Duas pessoas que trabalharam sob a batuta do maestro também ficaram surpresas ao saberem dessas acusações. Saxofonista e clarinetista, Franco Paioletti tocou com Rossi na Rádio Nacional na década de 50 e com França Jr no Cabaré Ok, e disse que nunca ouviu nenhum rumor sobre essa história de ambos os músicos. Ele perdeu o contato com França Jr e a reportagem não conseguiu localizar sua família. “Eu nem tinha ideia. Músico sempre está em outra. Queria tocar. Éramos jovens, queríamos nos divertir. Foi uma das melhores épocas da minha vida”, disse Paioletti, em entrevista, há dois anos.

Inezita Barroso, também em entrevista há dois anos, conta que nunca ouviu essa história. Meses após sua estreia na Rádio Nacional, Inezita foi convidada para cantar com a orquestra de Rossi e se tornou uma das principais intérpretes da “Canção do Expedicionário”, a qual gravou um disco com a Orquestra da Força Pública.”Não tinha intimidade com as pessoas em fins da década de 40, principalmente uma pessoa mais velha assim.”
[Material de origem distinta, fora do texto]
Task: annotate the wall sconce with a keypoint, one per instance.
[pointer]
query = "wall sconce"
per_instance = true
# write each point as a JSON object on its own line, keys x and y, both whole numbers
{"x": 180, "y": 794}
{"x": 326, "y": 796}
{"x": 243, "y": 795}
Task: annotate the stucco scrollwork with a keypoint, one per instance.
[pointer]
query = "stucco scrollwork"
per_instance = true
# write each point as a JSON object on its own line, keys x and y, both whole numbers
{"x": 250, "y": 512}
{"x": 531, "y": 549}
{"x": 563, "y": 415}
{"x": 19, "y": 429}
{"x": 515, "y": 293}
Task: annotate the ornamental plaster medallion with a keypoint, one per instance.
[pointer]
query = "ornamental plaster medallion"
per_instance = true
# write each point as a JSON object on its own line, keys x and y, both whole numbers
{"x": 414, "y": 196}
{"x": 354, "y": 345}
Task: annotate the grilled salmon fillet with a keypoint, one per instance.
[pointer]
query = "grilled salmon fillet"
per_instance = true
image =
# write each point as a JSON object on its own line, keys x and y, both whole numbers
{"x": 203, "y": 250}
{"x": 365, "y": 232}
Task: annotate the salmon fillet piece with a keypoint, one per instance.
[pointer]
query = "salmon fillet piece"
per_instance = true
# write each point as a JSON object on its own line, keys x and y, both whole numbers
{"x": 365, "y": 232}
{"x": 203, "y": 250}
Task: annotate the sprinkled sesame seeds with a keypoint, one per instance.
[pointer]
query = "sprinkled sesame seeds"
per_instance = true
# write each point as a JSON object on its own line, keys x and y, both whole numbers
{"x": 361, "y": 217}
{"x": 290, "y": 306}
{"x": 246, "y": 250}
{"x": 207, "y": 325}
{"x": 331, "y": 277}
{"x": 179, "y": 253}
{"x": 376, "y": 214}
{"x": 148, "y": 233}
Ela lembra de ter encontrado Rossi e Guilherme de Almeida em algumas festas. “Até que ele (Guilherme) compôs a 'Canção do Expedicionário', que pouca gente gravou. Eu que gostava muito de banda - e a mulher do Spartaco tinha um programa de bandas, que tocava todo dia de manhã lindas coisas com banda, na Rádio Nacional - tive um contato assim com o Spartaco, de aprendiz e ele de grande maestro. Fiquei maravilhada quando li a letra da música, com a ideia do Guilherme de juntar letras famosas de músicas brasileiras. E cantei muito essa música no início da carreira, gravei com a Força Nacional, e era chamada em todos eventos para cantá-la.”